Saturday, November 21, 2009

Fallen Angel

So I have to post something about the Shaniya Davis story, so tragic and it weighs so heavily on my heart. I see her face in my dreams at night and it just bothers me to know what she went through in her last few hours of life. So I am asking the blogspot to pray for me and my grief, pray for lil miss Shaniya and her soul, pray for my hatred of the man who did this to her and her mother, who wasn't a mother at all. Pray for all the lost souls in this world, for we have forgotten the basic meaning of humanity. I hope that I can live my life so that I can one day walk through those pearly gates of heaven and see this beautiful young girl and then will I truly understand God's purpose behind her death. Until next time blogspot.

Tuesday, September 22, 2009

Alone

I knew 2009 was going to be my roughest year when in February my cousin died. Man that hurt me to my core and I have been searching for a way to get over her death ever since. Then end of May comes and bam, one of my closest male friends dies tragically in a car accident and I am sitting her asking God why, damn two people gone. So now we are coming into the home stretch of the year and I am still searching for answers to a lot of questions.

Question one, why is this pain still soo raw. Like at what point do I get over all of it and come to grips with the fact that two very important people in my life are gone.

Question two, would all of this hurt a little less if I had that special someone to talk to and be there for me during the roughest patches of my life.

Question three, is my sadness leading me down a path that I would later regret.

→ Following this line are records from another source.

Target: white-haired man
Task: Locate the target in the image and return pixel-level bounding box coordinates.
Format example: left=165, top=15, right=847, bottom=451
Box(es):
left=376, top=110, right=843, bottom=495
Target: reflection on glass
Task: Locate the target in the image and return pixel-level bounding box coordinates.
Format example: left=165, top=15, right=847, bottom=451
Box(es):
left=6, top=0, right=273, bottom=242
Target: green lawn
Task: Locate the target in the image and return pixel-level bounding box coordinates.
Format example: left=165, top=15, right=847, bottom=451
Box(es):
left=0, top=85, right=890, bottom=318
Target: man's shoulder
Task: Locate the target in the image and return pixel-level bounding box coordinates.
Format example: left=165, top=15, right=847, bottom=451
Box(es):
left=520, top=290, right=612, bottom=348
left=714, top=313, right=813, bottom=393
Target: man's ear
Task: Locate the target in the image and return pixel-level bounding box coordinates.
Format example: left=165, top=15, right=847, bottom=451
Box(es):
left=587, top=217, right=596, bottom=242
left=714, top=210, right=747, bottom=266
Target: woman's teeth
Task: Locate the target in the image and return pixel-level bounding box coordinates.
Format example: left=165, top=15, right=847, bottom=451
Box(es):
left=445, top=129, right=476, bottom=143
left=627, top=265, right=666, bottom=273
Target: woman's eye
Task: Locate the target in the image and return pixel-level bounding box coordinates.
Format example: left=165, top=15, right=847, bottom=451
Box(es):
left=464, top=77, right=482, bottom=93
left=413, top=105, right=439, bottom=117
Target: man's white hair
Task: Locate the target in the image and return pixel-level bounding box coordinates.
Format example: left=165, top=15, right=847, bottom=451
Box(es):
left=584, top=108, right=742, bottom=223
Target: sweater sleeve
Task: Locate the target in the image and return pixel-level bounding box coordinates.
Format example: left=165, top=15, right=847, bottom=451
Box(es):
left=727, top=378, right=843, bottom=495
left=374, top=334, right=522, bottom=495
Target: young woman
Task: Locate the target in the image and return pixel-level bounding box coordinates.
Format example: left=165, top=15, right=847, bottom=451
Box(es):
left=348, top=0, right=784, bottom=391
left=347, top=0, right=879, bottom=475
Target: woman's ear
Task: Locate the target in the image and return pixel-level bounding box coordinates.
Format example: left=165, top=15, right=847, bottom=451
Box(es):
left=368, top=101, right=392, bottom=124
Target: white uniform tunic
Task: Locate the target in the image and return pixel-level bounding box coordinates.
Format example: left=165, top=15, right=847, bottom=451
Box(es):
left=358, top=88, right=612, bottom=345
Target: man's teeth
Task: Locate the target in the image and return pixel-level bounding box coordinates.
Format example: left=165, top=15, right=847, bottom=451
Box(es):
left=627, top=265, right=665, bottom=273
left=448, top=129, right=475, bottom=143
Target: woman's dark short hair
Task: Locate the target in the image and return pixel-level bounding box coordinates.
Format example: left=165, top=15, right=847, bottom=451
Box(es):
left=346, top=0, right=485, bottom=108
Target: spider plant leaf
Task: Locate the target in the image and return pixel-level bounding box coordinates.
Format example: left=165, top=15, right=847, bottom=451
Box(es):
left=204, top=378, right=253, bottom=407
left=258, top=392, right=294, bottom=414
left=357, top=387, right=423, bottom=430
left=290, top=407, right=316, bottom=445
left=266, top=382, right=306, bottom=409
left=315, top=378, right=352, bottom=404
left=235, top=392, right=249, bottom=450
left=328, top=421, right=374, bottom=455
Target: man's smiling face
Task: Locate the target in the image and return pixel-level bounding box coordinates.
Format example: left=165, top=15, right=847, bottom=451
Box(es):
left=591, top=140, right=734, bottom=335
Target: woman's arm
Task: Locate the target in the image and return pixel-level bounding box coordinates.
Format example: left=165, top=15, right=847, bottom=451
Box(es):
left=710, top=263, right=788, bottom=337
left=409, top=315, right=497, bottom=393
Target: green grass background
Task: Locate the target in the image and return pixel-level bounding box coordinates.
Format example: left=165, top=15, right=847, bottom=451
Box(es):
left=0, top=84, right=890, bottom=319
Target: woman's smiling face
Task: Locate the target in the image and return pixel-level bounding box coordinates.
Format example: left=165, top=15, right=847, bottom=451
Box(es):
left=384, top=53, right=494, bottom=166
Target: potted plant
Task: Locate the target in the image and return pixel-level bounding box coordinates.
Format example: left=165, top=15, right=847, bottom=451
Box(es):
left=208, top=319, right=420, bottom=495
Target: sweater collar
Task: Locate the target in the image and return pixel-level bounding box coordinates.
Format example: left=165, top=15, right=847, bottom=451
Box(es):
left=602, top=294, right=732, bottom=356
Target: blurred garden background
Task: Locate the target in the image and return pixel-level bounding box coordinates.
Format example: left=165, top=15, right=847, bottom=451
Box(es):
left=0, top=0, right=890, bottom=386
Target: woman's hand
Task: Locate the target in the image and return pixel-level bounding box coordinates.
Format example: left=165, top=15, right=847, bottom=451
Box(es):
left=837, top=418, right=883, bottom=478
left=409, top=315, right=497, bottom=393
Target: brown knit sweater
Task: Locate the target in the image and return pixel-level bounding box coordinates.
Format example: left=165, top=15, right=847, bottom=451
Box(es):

Confused huh, well let me enlighten you, ever since my friend died I have had the urge to reconnect with my ex. Now this is the ex that people would love me to get back with but they also know that he has some "issues" of his own. It's like with this guy we always do this, we end up reconnecting, we talk about our past indiscretions and hurts, and we talk about how we still feel about each other and then it stalls out, neither one of us makes a move. He goes back to doing his thing and I go back to doing mine. Well recently I went to go see him, and we hung out and it was mad fun, no pressure, just two friends having a good time and it made me realize that maybe this is what it is supposed to be. We never really had a friendship, just a relationship and then our problems. It's like now we are the same. I look at him and I see me, sans the whoring but he's a guy that is to be expected. It's like we have both put up this wall and we are not letting anyone in. No matter how much we love, or care or want to be in a relationship neither one of us is willing to completely let someone else in. I have learned from this guy that you really can't take love for granted. We get involved in these seemingly immature relationships, not seeing their potential or even realizing that person you are with may be "the one", so we walk away thinking there are "plenty of fish" in the sea. Well its 8 years later and neither one of us has found that fish. Just a lot of drama and headaches. A part of me still wants him to want me, not even sure if he does, but I do know one thing, my time with him was the happiest I have ever been with a guy, and that has to count for something.

So here I am, heavy hearted, missing my cousin, missing my homey and wishing I had someone to be here through the loneliness. Until then I will settle for the occasional text, and the telephone conversations here and there, because just maybe that is what God intended in the end, a solid friendship. But in the end I can't help but feel alone.